Relocating to Los Angeles

A Philadelphia native, I left my job as an information technology professional in 2001 to pursue art and have stayed the course since. I lived in NY for a stint while in graduate school for my MFA in film and returned to Philadelphia to teach at the University of Pennsylvania and continue working with the non profit organization I founded. Philadelphia has indeed been a comfort zone. It’s a place of community, of cultivating growth, and of change making.

When I visited Los Angeles last year, I inquired about whether my business models would work there. I researched, asked questions and received the same answers consistently. The answer was always “No.” So, my relocating to Los Angeles will be a time of learning, of trying new things, of understanding the systems which are most often consumed without question or analysis.

I am looking forward to what the future holds. Having been able to accomplish what I have so far, I can’t imagine the ride being anything less than great.

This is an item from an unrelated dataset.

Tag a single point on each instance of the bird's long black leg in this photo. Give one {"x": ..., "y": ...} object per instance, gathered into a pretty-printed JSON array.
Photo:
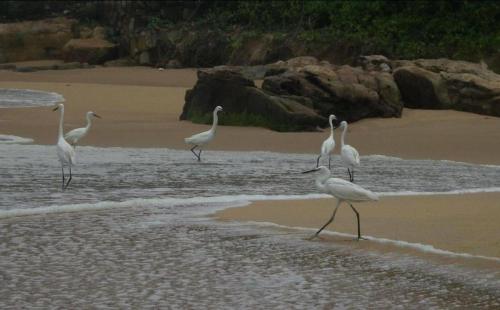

Curating a Cultural Competency Course Series

Cultural Competency Series

As the director of GriotWorks, a signature organization in Philadelphia which produces Black art and cultural programs, there was a great opportunity for a workshop series  for people to explore pressing issues while revisiting or obtaining new knowledge related to Black art and culture. In the wake of recent events, rather than react to current issues alone, as we did with our pop up discussions in the past, I thought it was important to curate a series which would be an open space for scholars, artists, activists and the general public to learn, ask questions and pull from a common source of information.

The monthly workshops ranged from the ‘History of the Black Arts Movement, Black Film and AfroFurutism to How to Lead A Social Media Movement.’ It was important to first, listen to what people were talking about and to take note of where the gaps in conversations were happening. I credit social media debates on facebook and twitter for providing clear access to conversations, points of contention and the clear lines which divided scholars and non-scholars. It was clear that the scholars were experts in their fields but there were community scholars who were making a significant impact on the ways people were responding to each other, particularly after the events in Furgeson last summer. So, the workshop series was curated in consideration of current events but not in response to them. Rather, each workshop examines a broadened context for today’s social issues and hopefully, equips participants with information which will strengthen their ability to work and advocate for progress.